# Claude Token Cost Explained: How Anthropic Charges for Sonnet, Opus, and Haiku

> Claude token cost explained for AI founders. How Anthropic charges per model, what makes tokens expensive, and how to estimate real per-request cost.
- **Author**: Ayush Agarwal
- **Published**: 2026-06-12
- **Category**: AI, Pricing, Developer Tools
- **URL**: https://dodopayments.com/blogs/claude-token-cost-explained-2026

---

Claude token cost is the per-token price Anthropic charges for sending text into and getting text out of their Claude model family. It is the dominant variable cost for any AI product built on Claude, and understanding how it scales is essential before you ship customer pricing.

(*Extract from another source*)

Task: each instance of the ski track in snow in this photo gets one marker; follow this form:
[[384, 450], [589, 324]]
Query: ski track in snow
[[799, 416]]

This guide explains how Anthropic charges, what makes tokens expensive in real-world workloads, and how to estimate per-request cost so your pricing math holds up at scale. For a deeper look at margin design (how to price customers on top of these costs), see the [Anthropic Claude API pricing margin guide](https://dodopayments.com/blogs/anthropic-claude-api-pricing-margin).

## Token basics

A token is roughly a chunk of text. For English, the rough conversion is:

- 1 token is about 4 characters
- 1 token is about 0.75 words
- 1,000 tokens is about 750 words
- A page of dense English text is about 500 tokens

Different languages tokenize differently. Code, structured data, and non-English languages typically use more tokens per equivalent content. Always estimate token counts on your actual content, not on rough word-count heuristics.

## How Anthropic charges

Anthropic charges separately for **input tokens** (what you send to the model, including system prompt, user messages, and conversation history) and **output tokens** (what the model generates back). Output tokens are typically much more expensive than input tokens (often 3x to 5x the input rate).

Prices are quoted per million tokens (MTok). A model priced at $3 per million input tokens means $3 per 1,000,000 input tokens, or $0.000003 per input token.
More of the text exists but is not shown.